Тот не поверил ушам.
— Почему?
— Я его боюсь.
— Как это?
— Ты не задумывался над тем, что я была первой девушкой, с которой он заговорил в Лондоне, а эта квартира — его первым пристанищем? Я допускаю, что на моем месте могла быть любая другая, и в квартиру он бы въехал — тоже в первую попавшуюся.
— Да чушь это, Джил. Это сумасшедшим надо быть.
— В том-то и дело! Он как-то неправильно все воспринимает. Когда он носился с Ницше — это были еще цветочки: сейчас он прибился к богу, и это гораздо хуже. Мне кажется, в нем нет ничего человеческого.
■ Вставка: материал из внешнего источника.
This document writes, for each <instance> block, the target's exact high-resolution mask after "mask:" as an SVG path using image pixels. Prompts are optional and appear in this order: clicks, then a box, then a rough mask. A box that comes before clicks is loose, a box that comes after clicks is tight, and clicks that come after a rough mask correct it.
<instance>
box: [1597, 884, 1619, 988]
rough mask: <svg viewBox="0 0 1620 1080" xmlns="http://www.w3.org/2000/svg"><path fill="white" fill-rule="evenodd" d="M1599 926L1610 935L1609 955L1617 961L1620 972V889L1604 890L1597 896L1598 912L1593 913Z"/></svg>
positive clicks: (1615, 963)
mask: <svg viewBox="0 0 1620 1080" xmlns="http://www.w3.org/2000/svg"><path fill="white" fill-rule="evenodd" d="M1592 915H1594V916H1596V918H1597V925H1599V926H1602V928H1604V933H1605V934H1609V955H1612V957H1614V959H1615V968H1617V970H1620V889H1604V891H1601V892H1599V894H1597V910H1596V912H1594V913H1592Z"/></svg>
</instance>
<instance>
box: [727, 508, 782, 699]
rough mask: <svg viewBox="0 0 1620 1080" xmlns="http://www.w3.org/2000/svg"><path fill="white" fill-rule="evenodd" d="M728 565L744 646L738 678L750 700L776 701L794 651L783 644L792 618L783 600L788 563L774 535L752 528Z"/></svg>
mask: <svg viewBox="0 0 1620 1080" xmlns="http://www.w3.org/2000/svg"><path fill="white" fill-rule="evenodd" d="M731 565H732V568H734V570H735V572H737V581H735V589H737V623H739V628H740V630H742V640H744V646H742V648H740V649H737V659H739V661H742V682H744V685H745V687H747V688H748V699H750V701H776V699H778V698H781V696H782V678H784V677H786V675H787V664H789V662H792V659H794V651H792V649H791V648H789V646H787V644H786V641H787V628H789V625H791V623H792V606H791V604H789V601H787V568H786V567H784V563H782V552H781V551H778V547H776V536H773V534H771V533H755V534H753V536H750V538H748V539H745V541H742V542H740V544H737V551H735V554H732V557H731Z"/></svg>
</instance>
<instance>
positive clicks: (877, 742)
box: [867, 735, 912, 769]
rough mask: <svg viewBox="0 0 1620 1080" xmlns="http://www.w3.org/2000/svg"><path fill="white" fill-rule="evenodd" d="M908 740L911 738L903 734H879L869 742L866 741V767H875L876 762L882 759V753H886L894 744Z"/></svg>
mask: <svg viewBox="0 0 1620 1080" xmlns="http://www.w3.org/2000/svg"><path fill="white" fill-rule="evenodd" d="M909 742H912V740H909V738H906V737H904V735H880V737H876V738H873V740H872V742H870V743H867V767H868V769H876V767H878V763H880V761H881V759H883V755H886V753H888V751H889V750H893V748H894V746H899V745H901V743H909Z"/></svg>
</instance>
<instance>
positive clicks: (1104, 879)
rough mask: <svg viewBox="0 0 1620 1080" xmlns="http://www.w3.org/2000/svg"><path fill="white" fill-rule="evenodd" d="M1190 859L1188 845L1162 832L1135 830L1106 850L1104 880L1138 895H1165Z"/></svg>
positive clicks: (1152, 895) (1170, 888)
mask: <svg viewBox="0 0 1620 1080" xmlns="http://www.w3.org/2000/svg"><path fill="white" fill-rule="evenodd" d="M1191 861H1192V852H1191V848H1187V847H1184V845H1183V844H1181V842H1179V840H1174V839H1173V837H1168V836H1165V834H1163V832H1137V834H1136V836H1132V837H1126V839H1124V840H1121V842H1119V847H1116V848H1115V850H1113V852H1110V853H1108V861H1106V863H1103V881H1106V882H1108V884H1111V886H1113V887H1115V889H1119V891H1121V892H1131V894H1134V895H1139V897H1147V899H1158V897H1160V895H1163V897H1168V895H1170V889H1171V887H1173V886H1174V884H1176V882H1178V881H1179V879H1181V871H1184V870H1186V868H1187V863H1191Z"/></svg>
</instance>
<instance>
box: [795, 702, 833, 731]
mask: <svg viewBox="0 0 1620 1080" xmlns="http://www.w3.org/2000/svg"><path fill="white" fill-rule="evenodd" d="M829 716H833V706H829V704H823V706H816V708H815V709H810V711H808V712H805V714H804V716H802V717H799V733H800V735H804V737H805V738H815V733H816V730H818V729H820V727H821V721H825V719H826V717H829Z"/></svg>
— А в ком это есть? И во мне нет.
— Келвин считает себя идеальным, и это… дает ему страшную силу. Тебе есть куда меня деть?
— Есть, только не бросишь же ты его вот так, сразу!
— Понимаешь, — сказала Джил, — я не знала, что способна на это, пока не открыла тебе дверь. Я даже не представляла, до какой степени ненавижу его, пока не открыла тебе дверь. А сейчас мне это ясно.
В течение получаса Джек — как и большинство людей, когда они совершенно уверены, что получат свое, — отдавался жертвенному порыву и защищал Келвина. Постепенно он склонился на сторону Джил, настояв, впрочем, на одном: нельзя просто уйти из дома, надо попрощаться с человеком. В конечном счете она сказала:
— Ладно. Он звал меня сегодня в студию на свой идиотский балаган. Если ты пойдешь со мной, я ему после и скажу. А пока нужно собраться. За нами пришлют машину. Мы попросим шофера сделать крюк и забросим к тебе мои вещи.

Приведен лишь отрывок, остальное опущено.